The fiscal problems of the state continue, as lawmakers will have to deal with another budget shortfall before the end of this legislative session. However, it does not appear they will go to the tax increase well again this year.
The fiscal problems of the state continue, as lawmakers will have to deal with another budget shortfall before the end of this legislative session. However, it does not appear they will go to the tax increase well again this year.

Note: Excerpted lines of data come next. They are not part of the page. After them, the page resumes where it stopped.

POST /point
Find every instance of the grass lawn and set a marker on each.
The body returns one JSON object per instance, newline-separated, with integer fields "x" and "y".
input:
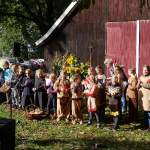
{"x": 49, "y": 135}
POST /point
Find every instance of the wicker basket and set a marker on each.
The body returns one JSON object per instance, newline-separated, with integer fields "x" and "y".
{"x": 4, "y": 88}
{"x": 33, "y": 112}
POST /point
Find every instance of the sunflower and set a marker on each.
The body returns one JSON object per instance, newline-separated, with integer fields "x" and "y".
{"x": 70, "y": 60}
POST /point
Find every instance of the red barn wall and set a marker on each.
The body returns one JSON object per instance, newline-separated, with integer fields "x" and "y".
{"x": 88, "y": 26}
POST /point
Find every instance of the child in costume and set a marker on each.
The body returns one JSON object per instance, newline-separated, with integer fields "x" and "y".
{"x": 144, "y": 94}
{"x": 40, "y": 94}
{"x": 92, "y": 98}
{"x": 101, "y": 81}
{"x": 13, "y": 82}
{"x": 20, "y": 80}
{"x": 114, "y": 93}
{"x": 77, "y": 93}
{"x": 132, "y": 95}
{"x": 62, "y": 86}
{"x": 27, "y": 93}
{"x": 52, "y": 95}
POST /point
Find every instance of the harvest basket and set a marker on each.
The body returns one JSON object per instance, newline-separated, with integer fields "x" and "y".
{"x": 33, "y": 112}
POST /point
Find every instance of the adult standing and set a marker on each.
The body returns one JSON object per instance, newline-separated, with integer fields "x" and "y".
{"x": 144, "y": 94}
{"x": 7, "y": 72}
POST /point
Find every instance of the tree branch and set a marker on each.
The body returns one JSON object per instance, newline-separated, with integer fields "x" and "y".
{"x": 18, "y": 15}
{"x": 28, "y": 9}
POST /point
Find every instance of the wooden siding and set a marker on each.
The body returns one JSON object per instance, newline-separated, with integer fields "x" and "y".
{"x": 88, "y": 26}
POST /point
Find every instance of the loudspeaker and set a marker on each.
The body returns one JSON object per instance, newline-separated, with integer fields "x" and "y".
{"x": 16, "y": 49}
{"x": 7, "y": 134}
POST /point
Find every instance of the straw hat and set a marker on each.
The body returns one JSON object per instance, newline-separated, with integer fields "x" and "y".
{"x": 108, "y": 61}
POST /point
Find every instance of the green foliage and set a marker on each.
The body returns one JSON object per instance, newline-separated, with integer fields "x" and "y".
{"x": 8, "y": 35}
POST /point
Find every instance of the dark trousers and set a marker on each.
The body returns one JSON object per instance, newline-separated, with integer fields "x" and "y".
{"x": 40, "y": 99}
{"x": 51, "y": 104}
{"x": 147, "y": 119}
{"x": 101, "y": 113}
{"x": 26, "y": 100}
{"x": 91, "y": 116}
{"x": 133, "y": 108}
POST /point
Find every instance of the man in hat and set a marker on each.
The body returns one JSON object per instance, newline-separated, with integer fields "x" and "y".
{"x": 109, "y": 68}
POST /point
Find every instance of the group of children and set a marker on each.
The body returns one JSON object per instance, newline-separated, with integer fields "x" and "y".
{"x": 63, "y": 96}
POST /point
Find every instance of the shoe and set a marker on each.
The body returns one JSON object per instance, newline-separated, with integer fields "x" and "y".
{"x": 81, "y": 122}
{"x": 98, "y": 125}
{"x": 89, "y": 123}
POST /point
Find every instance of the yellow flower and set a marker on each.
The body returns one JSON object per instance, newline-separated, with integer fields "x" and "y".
{"x": 70, "y": 60}
{"x": 76, "y": 69}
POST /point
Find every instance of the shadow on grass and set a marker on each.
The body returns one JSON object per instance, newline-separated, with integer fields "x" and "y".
{"x": 92, "y": 143}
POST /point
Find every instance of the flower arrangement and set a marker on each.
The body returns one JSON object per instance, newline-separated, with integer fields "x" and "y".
{"x": 71, "y": 65}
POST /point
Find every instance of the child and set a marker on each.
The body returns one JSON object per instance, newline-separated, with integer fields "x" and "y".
{"x": 20, "y": 80}
{"x": 77, "y": 90}
{"x": 144, "y": 94}
{"x": 93, "y": 100}
{"x": 52, "y": 95}
{"x": 13, "y": 82}
{"x": 62, "y": 86}
{"x": 114, "y": 93}
{"x": 132, "y": 95}
{"x": 101, "y": 81}
{"x": 39, "y": 89}
{"x": 2, "y": 97}
{"x": 27, "y": 94}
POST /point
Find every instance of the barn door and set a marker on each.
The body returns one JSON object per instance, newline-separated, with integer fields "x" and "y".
{"x": 121, "y": 43}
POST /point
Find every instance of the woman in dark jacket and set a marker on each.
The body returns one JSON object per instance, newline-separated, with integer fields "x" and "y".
{"x": 40, "y": 94}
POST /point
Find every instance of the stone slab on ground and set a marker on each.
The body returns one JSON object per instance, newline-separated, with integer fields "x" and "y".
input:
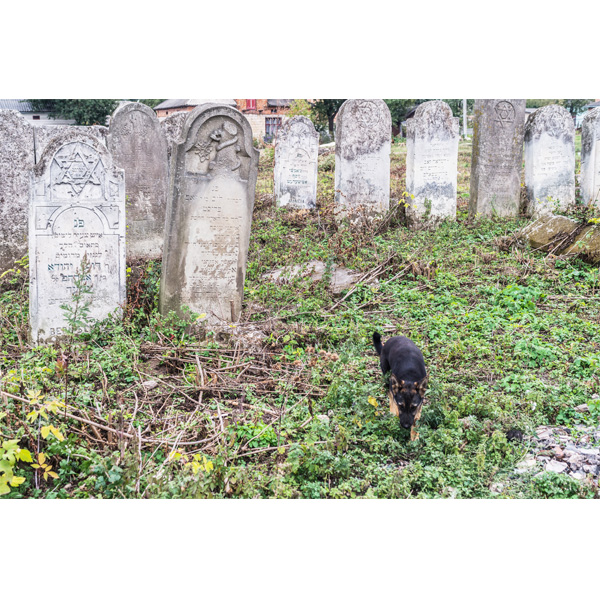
{"x": 551, "y": 234}
{"x": 341, "y": 278}
{"x": 76, "y": 216}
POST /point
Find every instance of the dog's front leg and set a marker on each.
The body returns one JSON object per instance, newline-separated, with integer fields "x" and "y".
{"x": 414, "y": 434}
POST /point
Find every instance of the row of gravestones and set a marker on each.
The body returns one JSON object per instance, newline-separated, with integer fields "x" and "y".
{"x": 363, "y": 142}
{"x": 76, "y": 190}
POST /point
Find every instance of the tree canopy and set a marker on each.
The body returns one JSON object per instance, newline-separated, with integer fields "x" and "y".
{"x": 83, "y": 112}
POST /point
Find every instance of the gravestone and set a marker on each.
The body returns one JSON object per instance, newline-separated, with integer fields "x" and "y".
{"x": 431, "y": 163}
{"x": 138, "y": 146}
{"x": 42, "y": 134}
{"x": 590, "y": 157}
{"x": 296, "y": 161}
{"x": 209, "y": 214}
{"x": 76, "y": 216}
{"x": 362, "y": 156}
{"x": 16, "y": 158}
{"x": 172, "y": 127}
{"x": 497, "y": 157}
{"x": 549, "y": 160}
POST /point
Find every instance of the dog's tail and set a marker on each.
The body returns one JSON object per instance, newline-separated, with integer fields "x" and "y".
{"x": 377, "y": 343}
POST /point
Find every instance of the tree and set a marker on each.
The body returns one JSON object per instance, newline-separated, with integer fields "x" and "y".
{"x": 574, "y": 106}
{"x": 399, "y": 109}
{"x": 325, "y": 111}
{"x": 84, "y": 112}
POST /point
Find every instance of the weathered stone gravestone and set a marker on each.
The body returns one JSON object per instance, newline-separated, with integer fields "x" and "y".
{"x": 362, "y": 156}
{"x": 549, "y": 160}
{"x": 76, "y": 216}
{"x": 172, "y": 127}
{"x": 590, "y": 157}
{"x": 431, "y": 163}
{"x": 16, "y": 159}
{"x": 296, "y": 161}
{"x": 209, "y": 214}
{"x": 138, "y": 146}
{"x": 497, "y": 158}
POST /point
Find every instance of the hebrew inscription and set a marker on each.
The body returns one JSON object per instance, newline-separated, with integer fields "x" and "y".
{"x": 362, "y": 155}
{"x": 139, "y": 147}
{"x": 296, "y": 162}
{"x": 549, "y": 161}
{"x": 431, "y": 163}
{"x": 209, "y": 216}
{"x": 497, "y": 157}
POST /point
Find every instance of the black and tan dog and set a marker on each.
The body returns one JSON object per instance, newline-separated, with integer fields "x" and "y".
{"x": 408, "y": 380}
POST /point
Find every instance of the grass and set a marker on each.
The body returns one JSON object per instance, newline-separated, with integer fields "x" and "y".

Taxpayers might wonder if this is all a result of the poor economic situation of the last few years or a more systemic problem. Hawaii has created the financial crisis it faces today over the last 25 years as a result of elected officials pandering to their voting constituents. It is not only the elected officials of today who have contributed to the fiscal woes of the state, but also those who left a legacy of financial mismanagement.
To a large degree, it is the voters of these elected officials who have failed to hold them accountable and, in some respects, are at fault for encouraging these elected officials to be less than responsible.
Over the years, the squeaky wheel has asked for more and more services to be provided by state government, figuring if there was money to be had, why not ask. In the past 30 years, when there was extra money, lawmakers and administration officials spent whatever was in the till.
The result is what we find today: State government is involved in more services than ever before and, in many cases, delivers services that are already being provided by the private sector. The latest venture that has caught the eye of lawmakers is the creation of a state bank. “What,” you ask, “a state-run bank? How do lawmakers expect to run a bank when they don’t even seem to be able to run the state in a sound financial position?”
A group of constituents believes the state would be able to help poor borrowers who are about to go under or people who want to secure loans from commercial banks but can’t. What that really means is that state lawmakers think the taxpayers should get into the business of making risky loans or bailing out folks who probably should never have taken out such loans because they did not have the financial wherewithal to repay the note.
These lawmakers want taxpayers to take on what would otherwise be consider toxic loans, or as in the last debacle, make sub-prime mortgages.
Again, taxpayers are about to be fleeced, just because some lawmakers want to respond to a specific constituency. Can you blame these lawmakers? They have learned well from their predecessors about spending money on services and goods that should never have been the responsibility of government.
That’s the very problem with what has happened with the state of government finances over the past 30 years, beginning with the adoption of the hotel room tax, or TAT, in 1986. The tax had been proposed at a 2 percent rate, to be earmarked for building a convention center and ended up at a 5 percent rate with no earmarking of tax proceeds at all for nearly seven years.
The TAT dollars flowed to the general fund and lawmakers spent the proceeds, funding every conceivable wish list item presented by constituents. Even so, they couldn’t spend the money fast enough and the general fund surplus grew to more than half a billion dollars. While they gave some of that surplus back in refund tax credits, they hid most of it in newly created special funds or earmarked a portion of the general excise tax to go for school repairs and maintenance.
The problem with the latter effort, which designated $90 million to be earmarked, was the state bureaucracy could not spend that much in any one year, and that fund began to bulge with excess funds. When hard times hit in the mid-1990s, they took back the earmarking of the general excise tax revenues.
Through the difficult years of the 1990s, lawmakers kept many of those nonessential programs alive by tapping into the funds they had hidden in special funds, or as the health department is now doing, created and raised user fees to fund those programs.
Let’s also not forget the unfunded liabilities of the state retirement system and employee health fund can be traced directly to the fact lawmakers scooped the earnings from the retirement system over and above the 8 percent threshold they were allowed to — by a law they had adopted. More than likely, if those excess funds had remained in the fund and been reinvested, the fund would not be in the pickle it is today.